1 Kuchenblech von 30 cm Ø ------------------------------ TEIG 270 g Mehl ¼ Frischhefewürfel (ca. 10 g) 1½ dl Milch 1 Eigelb 25 g Butter weich 1 TL Salz ------------------------------ BELAG 250 g Bratspecktranchen, mager 100 g Crème fraîche ½ EL Maizena 1 Ei Salz, schwarzer Pfeffer aus der Mühle 1 EL Kümmel
1. Für den Teig das Mehl in eine Schüssel sieben und in der Mitte eine Vertiefung eindrücken. 2. Die Hefe zerbröckeln und in ½ dl Milch auflösen. In die Mehlmulde giessen. 3. Von der Mitte aus mit etwas Mehl zu einem flüssigen Teig rühren und diesen mit wenig Mehl bestäuben. Zugedeckt 15 Minuten ruhen lassen, bis sich an der Mehloberfläche Risse zeigen. 4. Eigelb und restliche Milch verrühren. Die Butter in Stücke schneiden. 5. Beide Zutaten mit dem Salz zum Vorteig geben und alles 6 - 8 Minuten zu einem glatten, elastischen Teig kneten. Zugedeckt weitere 30 Minuten aufgehen lassen. 6. Inzwischen die Bratspecktranchen in Streifen schneiden. In einer beschichteten Bratpfanne bei mittlerer Hitze langsam knusprig braten. Auf Küchenpapier abtropfen lassen. 7. In einer Schüssel Crème fraîche und Maizena glatt rühren. Das Ei beifügen und alles gut verquirlen. Die Mischung mit Salz und Pfeffer würzen. 8. Den Kümmel nur sehr grob hacken. 9. Den Backofen auf 200 Grad vorheizen. 10. Das Kuchenblech leicht bebuttern und sparsam mit Mehl bestäuben. Kühl stellen. 11. Den Teig nochmals kurz kneten. 12. Dann auf wenig Mehl rund und deutlich grösser als das Blech auswallen. Das Blech damit auslegen und mit dem Teig einen Rand formen. Mit einer Gabel den Boden einstechen. Den Speck auf dem Teig verteilen und mit dem Kümmel bestreuen, dann die Crème fraîche-Mischung drübergeben. 13. Den Speckkuchen sofort im 200 Grad heissen Ofen auf der zweituntersten Rille ca. 40 Minuten golden backen. Er schmeckt heiss, lauwarm oder ausgekühlt.

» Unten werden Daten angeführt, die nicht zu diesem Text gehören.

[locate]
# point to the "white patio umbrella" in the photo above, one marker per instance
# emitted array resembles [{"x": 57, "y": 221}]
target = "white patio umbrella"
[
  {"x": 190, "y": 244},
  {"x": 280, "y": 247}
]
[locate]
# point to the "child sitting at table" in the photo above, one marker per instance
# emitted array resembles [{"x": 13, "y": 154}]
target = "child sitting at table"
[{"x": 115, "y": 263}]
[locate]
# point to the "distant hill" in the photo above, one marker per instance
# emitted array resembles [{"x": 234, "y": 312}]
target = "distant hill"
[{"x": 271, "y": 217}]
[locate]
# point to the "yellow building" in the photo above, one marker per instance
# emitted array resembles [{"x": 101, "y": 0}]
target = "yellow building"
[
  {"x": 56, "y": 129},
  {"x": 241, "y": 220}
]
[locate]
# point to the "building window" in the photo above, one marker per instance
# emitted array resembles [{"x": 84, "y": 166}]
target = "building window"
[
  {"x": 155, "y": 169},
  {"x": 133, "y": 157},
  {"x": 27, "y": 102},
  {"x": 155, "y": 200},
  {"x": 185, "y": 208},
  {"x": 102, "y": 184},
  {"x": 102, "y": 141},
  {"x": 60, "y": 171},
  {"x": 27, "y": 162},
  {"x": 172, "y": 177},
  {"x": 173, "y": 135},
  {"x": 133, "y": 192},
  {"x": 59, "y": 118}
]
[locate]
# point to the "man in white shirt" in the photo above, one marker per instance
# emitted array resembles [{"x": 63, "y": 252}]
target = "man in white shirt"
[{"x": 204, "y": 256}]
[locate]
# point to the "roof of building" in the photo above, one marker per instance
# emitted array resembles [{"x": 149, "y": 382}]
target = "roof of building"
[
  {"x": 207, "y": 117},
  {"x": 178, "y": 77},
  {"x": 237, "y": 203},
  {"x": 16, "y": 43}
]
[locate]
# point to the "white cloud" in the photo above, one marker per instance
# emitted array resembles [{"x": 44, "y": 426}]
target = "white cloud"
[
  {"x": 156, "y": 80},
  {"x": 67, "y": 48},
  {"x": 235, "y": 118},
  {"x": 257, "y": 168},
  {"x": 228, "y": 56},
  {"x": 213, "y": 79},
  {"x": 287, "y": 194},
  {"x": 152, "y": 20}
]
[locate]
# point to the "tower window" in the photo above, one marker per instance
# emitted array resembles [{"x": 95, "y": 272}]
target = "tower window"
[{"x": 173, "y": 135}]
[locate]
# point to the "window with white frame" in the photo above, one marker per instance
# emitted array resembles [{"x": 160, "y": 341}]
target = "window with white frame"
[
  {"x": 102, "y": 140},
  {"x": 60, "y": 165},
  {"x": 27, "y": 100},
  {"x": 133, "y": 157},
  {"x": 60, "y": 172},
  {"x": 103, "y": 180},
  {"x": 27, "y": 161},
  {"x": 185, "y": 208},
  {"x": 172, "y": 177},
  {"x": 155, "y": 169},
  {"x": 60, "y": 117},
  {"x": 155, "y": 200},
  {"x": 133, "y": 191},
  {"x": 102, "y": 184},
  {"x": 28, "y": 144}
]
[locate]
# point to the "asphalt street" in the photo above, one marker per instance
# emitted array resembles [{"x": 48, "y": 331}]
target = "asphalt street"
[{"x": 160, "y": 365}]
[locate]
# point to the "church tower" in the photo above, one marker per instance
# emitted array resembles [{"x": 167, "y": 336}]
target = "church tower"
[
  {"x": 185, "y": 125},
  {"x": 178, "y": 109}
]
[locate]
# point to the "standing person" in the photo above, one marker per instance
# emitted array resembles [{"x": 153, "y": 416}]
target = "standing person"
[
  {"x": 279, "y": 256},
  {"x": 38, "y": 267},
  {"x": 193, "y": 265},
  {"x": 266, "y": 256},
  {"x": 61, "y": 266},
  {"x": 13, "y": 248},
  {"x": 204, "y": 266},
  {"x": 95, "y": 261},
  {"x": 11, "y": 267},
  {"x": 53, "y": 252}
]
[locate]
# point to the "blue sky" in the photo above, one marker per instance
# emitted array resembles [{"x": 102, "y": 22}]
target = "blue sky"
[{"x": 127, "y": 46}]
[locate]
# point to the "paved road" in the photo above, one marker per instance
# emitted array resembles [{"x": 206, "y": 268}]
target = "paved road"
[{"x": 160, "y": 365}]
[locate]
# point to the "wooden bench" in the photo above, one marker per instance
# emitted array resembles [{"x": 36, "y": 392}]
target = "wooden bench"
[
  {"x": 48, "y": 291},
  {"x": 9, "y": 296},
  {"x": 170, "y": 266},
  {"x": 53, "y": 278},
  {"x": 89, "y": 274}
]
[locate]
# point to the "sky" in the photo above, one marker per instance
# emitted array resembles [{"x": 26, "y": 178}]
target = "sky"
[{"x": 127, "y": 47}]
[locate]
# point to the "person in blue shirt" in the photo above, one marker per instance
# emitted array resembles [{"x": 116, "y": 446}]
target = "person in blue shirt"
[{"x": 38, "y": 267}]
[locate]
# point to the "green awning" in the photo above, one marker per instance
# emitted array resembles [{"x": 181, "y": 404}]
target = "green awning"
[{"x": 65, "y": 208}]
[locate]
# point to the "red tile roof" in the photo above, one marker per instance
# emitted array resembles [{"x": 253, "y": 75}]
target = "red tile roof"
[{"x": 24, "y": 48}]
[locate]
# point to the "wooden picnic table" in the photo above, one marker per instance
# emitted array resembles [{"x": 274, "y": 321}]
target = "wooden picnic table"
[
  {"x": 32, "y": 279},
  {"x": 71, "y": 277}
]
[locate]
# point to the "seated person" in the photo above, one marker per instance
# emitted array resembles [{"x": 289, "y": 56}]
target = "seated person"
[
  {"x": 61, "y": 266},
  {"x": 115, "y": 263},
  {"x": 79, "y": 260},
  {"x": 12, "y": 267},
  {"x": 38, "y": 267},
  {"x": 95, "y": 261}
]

INFO: Basis für diesen rustikalen Blechkuchen ist ein Hefeteig, der allerdings eine deutlich kürzere Aufgehzeit hat als andere Hefeteige. Der Speckkuchen ist mit Salat serviert ein einfaches Essen, schmeckt aber auch als Begleiter zu einem Glas Wein, Bier oder Süssmost.